Если бы Караченцов был человеком полным, он бы погиб сразу. А так страшная сила удара протащила вперед, сломала ребра. Череп был расколот. И если бы не случайно проезжавшая мимо «скорая помощь», которая остановилась, увидев покореженный «фолькс»… Кто и когда останавливается у нас на дороге? Да еще и ночью. Святые врачи остановились и сделали первый шаг к спасению, без которого не было бы остальных.

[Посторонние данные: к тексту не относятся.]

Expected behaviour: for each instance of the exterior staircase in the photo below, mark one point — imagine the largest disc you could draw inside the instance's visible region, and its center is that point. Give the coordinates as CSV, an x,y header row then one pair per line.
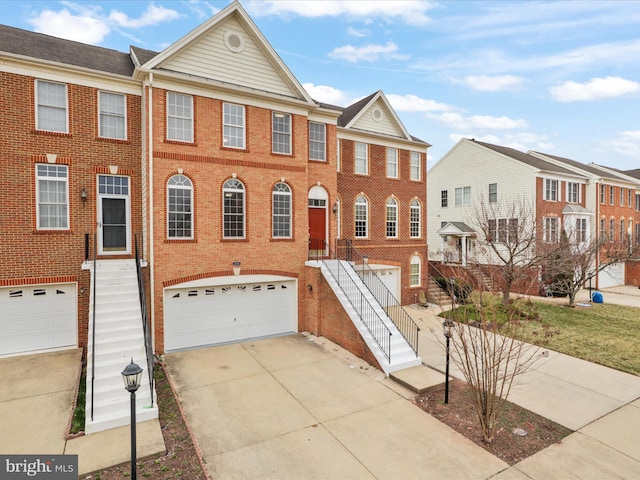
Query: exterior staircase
x,y
119,337
390,348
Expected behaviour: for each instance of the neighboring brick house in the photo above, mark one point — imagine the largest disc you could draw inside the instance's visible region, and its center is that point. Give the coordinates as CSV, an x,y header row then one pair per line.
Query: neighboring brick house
x,y
211,156
561,194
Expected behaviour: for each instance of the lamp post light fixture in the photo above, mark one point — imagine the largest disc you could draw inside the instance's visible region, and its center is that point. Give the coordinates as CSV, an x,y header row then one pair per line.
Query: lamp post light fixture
x,y
132,376
446,329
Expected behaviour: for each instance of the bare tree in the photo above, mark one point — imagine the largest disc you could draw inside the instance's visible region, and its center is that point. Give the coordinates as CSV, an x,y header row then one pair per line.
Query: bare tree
x,y
507,242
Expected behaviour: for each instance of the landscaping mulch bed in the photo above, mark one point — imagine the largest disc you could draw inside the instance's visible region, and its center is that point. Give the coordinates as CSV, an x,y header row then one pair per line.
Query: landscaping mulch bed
x,y
460,415
181,460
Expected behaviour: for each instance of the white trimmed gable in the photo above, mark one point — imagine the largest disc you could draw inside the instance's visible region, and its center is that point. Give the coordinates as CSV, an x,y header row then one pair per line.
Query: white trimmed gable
x,y
230,49
379,117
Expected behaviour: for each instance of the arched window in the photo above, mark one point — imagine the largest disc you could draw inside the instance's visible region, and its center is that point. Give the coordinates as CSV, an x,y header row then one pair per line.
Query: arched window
x,y
416,271
415,219
362,217
233,202
179,207
392,218
281,216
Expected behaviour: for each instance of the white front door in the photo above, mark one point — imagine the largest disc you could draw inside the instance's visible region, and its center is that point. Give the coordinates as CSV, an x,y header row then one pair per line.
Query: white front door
x,y
114,226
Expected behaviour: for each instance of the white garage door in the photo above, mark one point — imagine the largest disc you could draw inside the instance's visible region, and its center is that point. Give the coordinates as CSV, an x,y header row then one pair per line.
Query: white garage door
x,y
611,276
39,317
208,315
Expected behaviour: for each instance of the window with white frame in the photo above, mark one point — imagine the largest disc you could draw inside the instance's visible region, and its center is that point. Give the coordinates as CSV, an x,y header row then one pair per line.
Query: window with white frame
x,y
179,207
233,126
493,193
362,158
392,162
550,190
112,120
233,201
52,193
362,217
463,196
551,230
51,107
415,279
317,141
281,133
573,192
415,170
179,117
415,225
281,211
392,218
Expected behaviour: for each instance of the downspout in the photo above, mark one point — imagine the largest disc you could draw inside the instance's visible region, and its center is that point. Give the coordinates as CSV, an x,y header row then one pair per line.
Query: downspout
x,y
150,186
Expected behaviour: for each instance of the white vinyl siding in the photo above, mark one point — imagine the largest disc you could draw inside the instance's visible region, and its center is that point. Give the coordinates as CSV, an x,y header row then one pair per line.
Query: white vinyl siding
x,y
112,118
179,117
52,107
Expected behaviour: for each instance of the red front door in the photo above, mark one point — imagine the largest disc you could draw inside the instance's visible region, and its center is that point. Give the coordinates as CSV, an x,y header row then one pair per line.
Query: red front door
x,y
317,228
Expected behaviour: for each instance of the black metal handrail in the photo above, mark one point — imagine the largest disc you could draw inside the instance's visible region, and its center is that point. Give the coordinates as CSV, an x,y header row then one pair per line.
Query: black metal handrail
x,y
405,324
145,320
367,313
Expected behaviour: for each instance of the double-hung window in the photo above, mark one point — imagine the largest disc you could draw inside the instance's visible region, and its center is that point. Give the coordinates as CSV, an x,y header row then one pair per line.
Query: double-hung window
x,y
281,226
51,107
415,171
281,133
317,141
415,211
392,218
52,193
233,121
573,192
551,190
179,117
551,231
180,207
392,162
362,217
233,202
362,158
463,196
112,120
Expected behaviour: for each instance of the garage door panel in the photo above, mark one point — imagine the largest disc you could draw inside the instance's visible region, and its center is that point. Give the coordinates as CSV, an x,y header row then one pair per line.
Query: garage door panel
x,y
222,314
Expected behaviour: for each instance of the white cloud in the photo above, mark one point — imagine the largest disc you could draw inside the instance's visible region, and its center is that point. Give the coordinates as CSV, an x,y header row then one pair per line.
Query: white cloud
x,y
482,122
326,94
412,12
368,53
495,83
413,103
594,89
89,24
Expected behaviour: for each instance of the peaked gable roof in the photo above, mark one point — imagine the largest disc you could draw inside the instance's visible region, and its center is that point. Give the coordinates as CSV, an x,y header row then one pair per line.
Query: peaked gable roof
x,y
229,48
58,50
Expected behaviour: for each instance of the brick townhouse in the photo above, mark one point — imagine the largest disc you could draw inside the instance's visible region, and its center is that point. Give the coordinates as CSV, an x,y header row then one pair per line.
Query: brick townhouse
x,y
212,160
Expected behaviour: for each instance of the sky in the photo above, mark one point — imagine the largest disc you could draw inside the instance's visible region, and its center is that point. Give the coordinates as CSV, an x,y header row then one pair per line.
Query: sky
x,y
560,77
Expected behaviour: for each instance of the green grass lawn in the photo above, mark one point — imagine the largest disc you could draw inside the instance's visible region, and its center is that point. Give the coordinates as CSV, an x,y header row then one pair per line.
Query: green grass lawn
x,y
603,333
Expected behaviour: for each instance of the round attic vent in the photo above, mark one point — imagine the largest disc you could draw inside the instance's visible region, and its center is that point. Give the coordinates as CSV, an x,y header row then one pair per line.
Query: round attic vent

У родственника, даже не пристегнутого, «лишь» сотрясение мозга. Случай играет нами как ему заблагорассудится.
Прошло больше года после того, когда случилась беда. Мой товарищ Виталий Мелик-Карамов вез Колю и его жену Людмилу Поргину домой с теннисных посиделок. Больной, усталый после общения со множеством его любящих, Караченцов, казалось, дремал на переднем сиденье. Людмила Андреевна, которую я видел мимолетно, а сейчас изредка сталкиваюсь на каких-то телепередачах, неожиданно откровенно рассказывала мне о театре. Когда произошло страшное «это», в родном Ленкоме ввели на главную, исконно Колину роль хорошего актера. Зачем? Неужели нельзя было оставить в памяти зрителей первого и единственного, неповторимого и блистательного Резанова — по стечению обстоятельств тоже Николая Петровича?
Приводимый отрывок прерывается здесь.